The book emphasises this synergy and also the close family and regional connections which often existed between litigious abbesses and the lawyers they hired.  At times, the lawyers and the enclosed nuns in this study have an almost symbiotic relationship. For without the growth of the professional lawyer, in what Makowski refers to as the ‘age of legal professionalization’ (p. 55) nuns who wished to engage in the spiritual rigour of an enclosed life would not have been free to do so. She demonstrates the truth of this by, in the first section of her book, documenting the establishment of the six mendicant and Bridgettine houses in England and linking their success with the concomitant growth of the professional lawyer class who argued their cases in court. In the second section of the book her focus shifts and she examines cases concerning the different foundations which further establish the necessary link between successful enclosed houses and the men who they hired to look after their legal affairs.

Her dissection of the relationships between enclosed women and the active lawyers who spoke for them is achieved in a subtle and engaging way. She details abbesses, hidden behind walls, whose money and connections enabled them to stand up to powerful men including bishops and kings.  Her description of the dispute between the wealthy abbess of Syon and Henry VI in particular excellently illustrates a ‘perfect storm’ of wilful king, aristocratic abbess and skilled lawyers (pp. 85-95).  Equally formidable is the Prioress of Dartford, Elizabeth Cressener, who found herself in opposition to Thomas Cromwell in the early 1530s (pp. 95-100).  Both women employed the best legal help to argue their cases in the face of both threatened and actual dispossession.  Enclosed as they were, this did not stop the nuns vigorously defending their legal rights or, indeed, carrying on a feud. Their memories at being slighted were long; as late as 1937 the nuns of Syon continued to omit Henry VI’s name from their prayers because he had attempted to dispossess them (pp. 85-6).

A look at the bibliography only serves to confirm the impression generated from reading the book; that Makowski’s use of sources is comprehensive and that these are marshalled in an effective and extremely readable way.  In the production of this work, she has collated and used an enormous amount of material from what she rightly claims are ‘highly technical legal records’ (p. 11) whose sheer numbers and detail somewhat makes up for the lack of other sources for these houses such as visitation records which are not available from enclosed communities.
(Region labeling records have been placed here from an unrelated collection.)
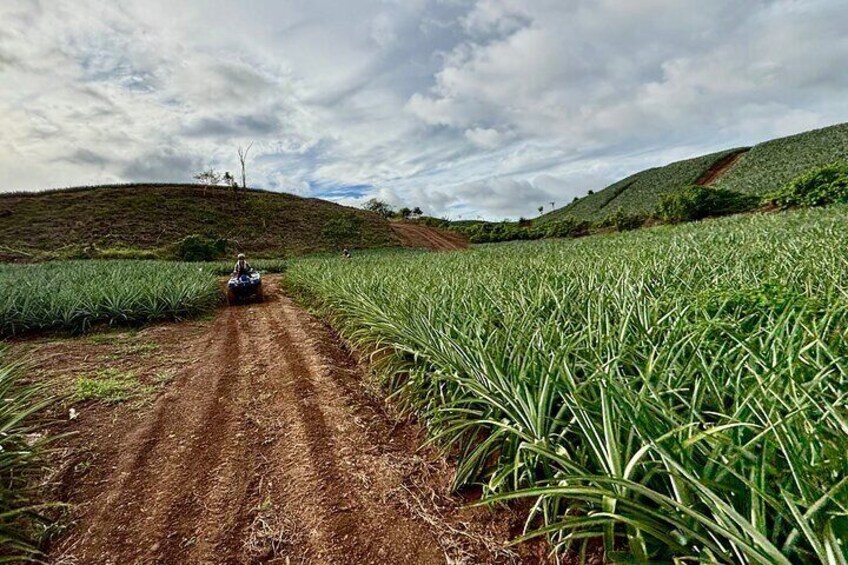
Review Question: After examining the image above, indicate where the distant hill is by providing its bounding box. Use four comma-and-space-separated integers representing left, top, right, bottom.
0, 185, 402, 260
534, 123, 848, 225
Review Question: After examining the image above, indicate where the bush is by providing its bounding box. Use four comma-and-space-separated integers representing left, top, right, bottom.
766, 163, 848, 208
656, 185, 760, 223
168, 234, 227, 261
605, 208, 645, 231
544, 216, 589, 237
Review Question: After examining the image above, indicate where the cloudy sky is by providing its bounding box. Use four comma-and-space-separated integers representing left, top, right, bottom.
0, 0, 848, 219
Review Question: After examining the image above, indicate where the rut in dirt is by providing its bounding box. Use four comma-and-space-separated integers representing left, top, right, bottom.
52, 280, 510, 565
389, 222, 468, 251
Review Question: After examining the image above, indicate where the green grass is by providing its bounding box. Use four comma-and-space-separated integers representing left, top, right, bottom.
0, 350, 51, 563
287, 206, 848, 564
0, 185, 398, 260
715, 124, 848, 196
534, 149, 739, 225
197, 259, 286, 276
0, 261, 221, 337
74, 367, 149, 403
534, 124, 848, 225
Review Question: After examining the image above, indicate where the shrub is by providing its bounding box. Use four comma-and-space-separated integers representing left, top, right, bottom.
656, 185, 760, 223
545, 216, 589, 237
604, 208, 645, 231
173, 234, 227, 261
766, 163, 848, 208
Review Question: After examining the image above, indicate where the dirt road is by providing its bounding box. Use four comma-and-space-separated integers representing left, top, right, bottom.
389, 222, 468, 251
38, 279, 528, 565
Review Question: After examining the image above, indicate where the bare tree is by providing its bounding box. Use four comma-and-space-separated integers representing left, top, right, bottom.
194, 169, 221, 196
239, 141, 253, 188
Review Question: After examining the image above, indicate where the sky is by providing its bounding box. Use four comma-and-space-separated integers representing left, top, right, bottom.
0, 0, 848, 219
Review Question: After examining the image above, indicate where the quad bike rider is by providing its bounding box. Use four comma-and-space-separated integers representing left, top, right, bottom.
227, 253, 264, 304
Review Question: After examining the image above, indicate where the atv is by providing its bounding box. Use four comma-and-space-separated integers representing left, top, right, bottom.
227, 271, 265, 305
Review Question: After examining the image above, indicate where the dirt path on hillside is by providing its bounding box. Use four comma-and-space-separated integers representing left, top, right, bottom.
695, 149, 750, 186
389, 222, 468, 251
36, 279, 538, 565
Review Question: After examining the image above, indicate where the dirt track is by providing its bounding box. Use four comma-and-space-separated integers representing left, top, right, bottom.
390, 222, 468, 251
43, 279, 535, 564
695, 149, 749, 186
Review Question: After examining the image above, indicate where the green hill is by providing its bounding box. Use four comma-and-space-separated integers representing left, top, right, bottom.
0, 185, 399, 260
713, 123, 848, 195
535, 124, 848, 224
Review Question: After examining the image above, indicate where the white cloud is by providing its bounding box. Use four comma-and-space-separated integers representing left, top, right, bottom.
0, 0, 848, 217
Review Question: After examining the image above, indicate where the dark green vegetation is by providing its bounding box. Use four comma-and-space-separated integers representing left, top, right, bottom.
767, 163, 848, 208
535, 120, 848, 225
287, 206, 848, 564
0, 185, 398, 260
0, 261, 222, 337
536, 149, 740, 224
0, 349, 53, 563
655, 185, 760, 224
715, 124, 848, 196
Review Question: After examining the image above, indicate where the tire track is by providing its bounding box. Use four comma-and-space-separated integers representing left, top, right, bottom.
51, 278, 520, 565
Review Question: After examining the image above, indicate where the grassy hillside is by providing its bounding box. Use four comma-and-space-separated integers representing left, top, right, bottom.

From these legal records she has created a work in which the social and religious changes of the mid to late thirteenth century affecting both legal practice and the establishment of enclosed communities of nuns are explained, discussed and analysed in a work that will be of interest to not only historians of female religious but also students of legal history and, indeed, of gender and society in general during the later medieval period. Makowski’s work on this topic deserves praise. She has produced an elegant and masterful study of a little known aspect of the history of nuns in later medieval England.  She deserves to be congratulated for demonstrating exactly how enclosed women, using a veritable army of lawyers, advocates and proctors, could influence and manage their destinies using the courts of Crown and Church despite having no direct contact with the outside world.